La réputation est un phénomène complexe qui se construit sur des périodes relativement longues. Comme l’indique la revue de la littérature, la réputation des régions viticoles françaises a vu son développement favorisé par divers facteurs historiques et politiques qui ont renforcé la visibilité et la présence cognitive de ces régions dans le monde.

Dans cette partie, nous montrerons que l’exploitation de la réputation, généralement considérée comme une pratique illégitime qui pourrait nuire aux vignerons français, est aussi un facteur de popularité et de légitimité des régions françaises.

Après avoir défini l’importance de la présence cognitive dans la construction d’une marque compétitive, cette partie décrit comment les pratiques de réputation tapping participent à la popularité des régions viticoles françaises. Enfin, cette analyse montrera qu’en dépit de la visibilité qu’offre l’exploitation de la réputation, certaines régions viticoles françaises ont raison de suivre attentivement ce phénomène pour protéger le potentiel commercial de leur appellation.

1) L’importance de la disponibilité mentale

« La décision d’acheter un produit de marque sur un marché concurrentiel est influencée par d’innombrables variables, mais la demande elle-même dépend de deux facteurs combinés : la reconnaissance de l’existence des marques par les gens et la capacité physique des gens à acheter le produit. 

La disponibilité mentale est initiée et maintenue par la promotion et le marketing, tandis que la disponibilité physique est définie par le réseau de distribution de l’entreprise.
Les régions viticoles françaises peuvent d’ores et déjà compter sur une présence cognitive importante sur le marché international, grâce à l’avantage d’être les premières régions à exporter des vins de qualité soutenue à l’international, au début du Moyen Âge. Dans ce contexte, la disponibilité mentale était une conséquence de l’augmentation de la disponibilité physique des vins de ces régions dans d’autres pays.

Aujourd’hui, les vins français peuvent compter sur une disponibilité mentale si importante qu’elle a pris le pas sur la disponibilité physique des vins français. La demande de vins de régions françaises prestigieuses est supérieure à l’offre, et les vignerons des régions concernées ont donc plus de liberté pour augmenter leurs prix (le meilleur exemple est le Champagne, qui ne produit que 4% des volumes des vins français, mais concentre plus de 27% des ventes en valeur des vins français !)

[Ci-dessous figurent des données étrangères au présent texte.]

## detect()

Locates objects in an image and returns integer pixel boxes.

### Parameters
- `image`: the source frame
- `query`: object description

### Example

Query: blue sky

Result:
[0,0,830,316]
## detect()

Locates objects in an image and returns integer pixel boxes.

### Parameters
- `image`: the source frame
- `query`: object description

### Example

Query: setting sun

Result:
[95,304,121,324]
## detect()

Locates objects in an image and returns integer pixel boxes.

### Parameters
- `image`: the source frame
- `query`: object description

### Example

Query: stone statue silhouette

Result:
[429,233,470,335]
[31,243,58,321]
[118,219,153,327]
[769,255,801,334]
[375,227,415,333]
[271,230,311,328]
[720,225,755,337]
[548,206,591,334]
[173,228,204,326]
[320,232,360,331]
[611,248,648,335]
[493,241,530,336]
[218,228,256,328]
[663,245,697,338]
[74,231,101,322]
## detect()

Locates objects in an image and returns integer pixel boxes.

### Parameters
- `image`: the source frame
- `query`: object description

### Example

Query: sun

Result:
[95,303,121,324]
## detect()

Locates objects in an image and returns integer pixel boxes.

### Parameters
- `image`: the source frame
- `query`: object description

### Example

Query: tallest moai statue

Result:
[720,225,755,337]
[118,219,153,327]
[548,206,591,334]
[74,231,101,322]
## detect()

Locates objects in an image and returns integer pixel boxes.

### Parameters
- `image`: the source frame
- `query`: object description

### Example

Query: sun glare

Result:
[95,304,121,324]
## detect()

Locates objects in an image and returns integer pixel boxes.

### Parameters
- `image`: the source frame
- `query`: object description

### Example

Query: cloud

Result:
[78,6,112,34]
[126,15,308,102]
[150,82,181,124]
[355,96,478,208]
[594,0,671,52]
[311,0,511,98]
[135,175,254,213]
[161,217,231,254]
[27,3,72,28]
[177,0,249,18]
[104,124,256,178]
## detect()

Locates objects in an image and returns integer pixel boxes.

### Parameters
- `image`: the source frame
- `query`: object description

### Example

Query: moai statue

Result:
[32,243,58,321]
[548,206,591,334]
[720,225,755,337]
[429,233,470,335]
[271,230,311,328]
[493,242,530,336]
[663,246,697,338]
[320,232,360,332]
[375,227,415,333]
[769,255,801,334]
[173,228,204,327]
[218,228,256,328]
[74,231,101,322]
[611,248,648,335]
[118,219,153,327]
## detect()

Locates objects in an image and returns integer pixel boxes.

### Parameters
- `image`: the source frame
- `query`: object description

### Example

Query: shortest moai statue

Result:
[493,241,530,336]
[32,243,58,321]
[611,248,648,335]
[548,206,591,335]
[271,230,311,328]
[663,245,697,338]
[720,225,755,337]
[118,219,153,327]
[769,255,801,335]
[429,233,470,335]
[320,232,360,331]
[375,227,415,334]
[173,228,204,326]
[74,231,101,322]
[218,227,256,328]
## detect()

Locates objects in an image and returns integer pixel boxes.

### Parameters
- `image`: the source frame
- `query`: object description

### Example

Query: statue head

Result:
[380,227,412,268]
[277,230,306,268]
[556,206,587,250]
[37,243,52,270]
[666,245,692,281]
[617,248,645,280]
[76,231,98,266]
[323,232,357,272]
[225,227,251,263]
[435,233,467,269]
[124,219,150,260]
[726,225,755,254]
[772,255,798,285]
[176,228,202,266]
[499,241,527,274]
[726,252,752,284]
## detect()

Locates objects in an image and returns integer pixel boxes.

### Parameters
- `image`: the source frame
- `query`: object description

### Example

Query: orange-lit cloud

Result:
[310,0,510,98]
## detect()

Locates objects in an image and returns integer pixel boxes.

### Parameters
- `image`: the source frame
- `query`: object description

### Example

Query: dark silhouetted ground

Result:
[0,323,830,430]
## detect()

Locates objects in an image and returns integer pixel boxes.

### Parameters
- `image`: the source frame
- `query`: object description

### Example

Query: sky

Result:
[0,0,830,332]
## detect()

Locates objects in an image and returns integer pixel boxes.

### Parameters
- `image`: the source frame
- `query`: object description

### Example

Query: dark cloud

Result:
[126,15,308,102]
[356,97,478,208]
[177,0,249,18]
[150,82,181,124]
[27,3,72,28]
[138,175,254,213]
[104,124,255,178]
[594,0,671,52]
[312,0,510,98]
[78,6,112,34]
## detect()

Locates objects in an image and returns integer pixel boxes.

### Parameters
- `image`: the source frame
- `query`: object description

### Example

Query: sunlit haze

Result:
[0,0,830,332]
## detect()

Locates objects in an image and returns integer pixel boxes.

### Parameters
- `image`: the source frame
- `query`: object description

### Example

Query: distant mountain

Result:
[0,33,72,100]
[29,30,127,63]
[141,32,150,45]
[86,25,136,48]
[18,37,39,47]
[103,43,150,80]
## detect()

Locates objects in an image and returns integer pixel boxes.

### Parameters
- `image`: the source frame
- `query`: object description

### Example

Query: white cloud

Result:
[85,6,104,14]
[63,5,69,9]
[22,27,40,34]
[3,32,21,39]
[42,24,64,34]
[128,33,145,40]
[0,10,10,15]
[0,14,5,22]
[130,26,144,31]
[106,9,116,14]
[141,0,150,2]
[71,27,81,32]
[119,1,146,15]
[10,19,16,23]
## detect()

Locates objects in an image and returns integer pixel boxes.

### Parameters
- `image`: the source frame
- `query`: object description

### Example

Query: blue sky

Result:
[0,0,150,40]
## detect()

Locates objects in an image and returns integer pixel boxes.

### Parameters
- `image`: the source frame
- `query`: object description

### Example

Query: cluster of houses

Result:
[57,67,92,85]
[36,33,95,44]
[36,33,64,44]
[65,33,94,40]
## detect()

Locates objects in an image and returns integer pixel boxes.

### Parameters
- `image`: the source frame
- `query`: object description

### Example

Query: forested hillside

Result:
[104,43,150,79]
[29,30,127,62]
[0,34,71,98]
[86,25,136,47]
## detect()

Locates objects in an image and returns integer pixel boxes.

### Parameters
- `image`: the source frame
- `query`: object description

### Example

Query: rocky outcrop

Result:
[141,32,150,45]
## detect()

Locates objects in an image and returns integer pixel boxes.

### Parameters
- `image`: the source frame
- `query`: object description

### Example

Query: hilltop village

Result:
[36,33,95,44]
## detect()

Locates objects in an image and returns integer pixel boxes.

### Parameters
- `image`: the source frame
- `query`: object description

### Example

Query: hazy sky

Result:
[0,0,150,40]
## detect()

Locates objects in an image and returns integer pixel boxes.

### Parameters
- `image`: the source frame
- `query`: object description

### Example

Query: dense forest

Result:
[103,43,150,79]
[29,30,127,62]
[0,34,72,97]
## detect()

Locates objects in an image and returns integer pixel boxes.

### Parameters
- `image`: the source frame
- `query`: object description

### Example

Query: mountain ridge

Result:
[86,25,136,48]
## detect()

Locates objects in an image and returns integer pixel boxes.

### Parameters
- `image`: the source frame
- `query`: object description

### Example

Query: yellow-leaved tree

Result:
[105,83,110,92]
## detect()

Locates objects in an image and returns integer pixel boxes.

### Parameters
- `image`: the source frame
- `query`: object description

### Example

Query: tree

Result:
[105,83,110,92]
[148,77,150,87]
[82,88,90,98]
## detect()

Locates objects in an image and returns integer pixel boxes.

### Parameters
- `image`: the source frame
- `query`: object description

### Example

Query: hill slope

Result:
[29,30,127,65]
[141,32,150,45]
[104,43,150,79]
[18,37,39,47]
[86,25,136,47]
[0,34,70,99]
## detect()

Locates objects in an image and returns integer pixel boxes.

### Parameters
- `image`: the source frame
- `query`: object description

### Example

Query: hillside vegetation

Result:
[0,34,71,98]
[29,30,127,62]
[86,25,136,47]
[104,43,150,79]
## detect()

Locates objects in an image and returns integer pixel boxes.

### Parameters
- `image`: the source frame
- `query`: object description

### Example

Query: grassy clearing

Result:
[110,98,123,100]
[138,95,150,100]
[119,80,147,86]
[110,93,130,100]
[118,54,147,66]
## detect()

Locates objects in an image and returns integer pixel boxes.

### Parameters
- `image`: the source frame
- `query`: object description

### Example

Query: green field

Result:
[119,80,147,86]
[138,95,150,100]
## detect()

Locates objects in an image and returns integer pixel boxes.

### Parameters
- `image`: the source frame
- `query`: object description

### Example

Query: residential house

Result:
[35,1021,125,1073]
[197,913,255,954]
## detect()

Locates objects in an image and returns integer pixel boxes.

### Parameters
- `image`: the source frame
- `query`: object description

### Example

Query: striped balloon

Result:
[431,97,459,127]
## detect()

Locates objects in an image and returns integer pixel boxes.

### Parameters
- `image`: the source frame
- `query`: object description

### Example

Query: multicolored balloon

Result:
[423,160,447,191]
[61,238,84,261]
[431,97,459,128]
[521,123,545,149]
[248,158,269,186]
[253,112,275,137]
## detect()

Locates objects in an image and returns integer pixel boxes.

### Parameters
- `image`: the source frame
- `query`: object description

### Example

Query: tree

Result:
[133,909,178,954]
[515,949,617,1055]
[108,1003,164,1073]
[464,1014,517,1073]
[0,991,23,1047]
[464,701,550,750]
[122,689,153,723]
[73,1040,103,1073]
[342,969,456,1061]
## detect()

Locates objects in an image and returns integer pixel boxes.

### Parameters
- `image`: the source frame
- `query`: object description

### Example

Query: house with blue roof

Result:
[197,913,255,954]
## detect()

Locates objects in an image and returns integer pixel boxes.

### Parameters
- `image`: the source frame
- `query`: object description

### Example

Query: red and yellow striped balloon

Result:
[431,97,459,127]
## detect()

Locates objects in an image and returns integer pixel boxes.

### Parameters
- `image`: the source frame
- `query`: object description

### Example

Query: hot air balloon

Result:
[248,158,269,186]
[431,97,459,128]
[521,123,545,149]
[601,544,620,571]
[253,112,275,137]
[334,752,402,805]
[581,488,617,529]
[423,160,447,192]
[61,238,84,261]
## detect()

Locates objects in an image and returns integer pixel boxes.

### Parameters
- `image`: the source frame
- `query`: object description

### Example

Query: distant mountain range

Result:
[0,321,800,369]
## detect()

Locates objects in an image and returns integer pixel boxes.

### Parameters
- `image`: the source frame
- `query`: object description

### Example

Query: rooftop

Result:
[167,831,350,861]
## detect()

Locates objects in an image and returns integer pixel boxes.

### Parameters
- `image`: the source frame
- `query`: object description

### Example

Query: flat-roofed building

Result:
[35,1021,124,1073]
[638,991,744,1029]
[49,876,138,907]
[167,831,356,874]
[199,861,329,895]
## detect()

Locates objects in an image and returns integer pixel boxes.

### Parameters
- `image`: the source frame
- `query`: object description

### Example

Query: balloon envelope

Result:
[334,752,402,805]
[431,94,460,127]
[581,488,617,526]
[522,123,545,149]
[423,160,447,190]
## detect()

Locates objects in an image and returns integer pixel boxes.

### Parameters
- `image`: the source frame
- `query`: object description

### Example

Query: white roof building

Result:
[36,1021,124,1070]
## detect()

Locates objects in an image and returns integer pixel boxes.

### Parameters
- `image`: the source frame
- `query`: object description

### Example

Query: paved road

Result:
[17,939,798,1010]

Même si la présence cognitive mondiale du vin français est établie de longue date, elle n’est pas accordée pour toujours. Surtout de nos jours, où de plus en plus de pays avec des variétés de régions commencent à produire des vins de haute qualité. Par conséquent, la disponibilité mentale des appellations françaises prestigieuses doit être améliorée sur le marché, et parfois la promotion n’est pas suffisante. « Aucune activité de marketing, y compris l’innovation, ne doit être considérée comme un but en soi, son but est de maintenir ou d’améliorer la disponibilité physique et mentale  » (How Brands Grow – Byron Sharp, 2010).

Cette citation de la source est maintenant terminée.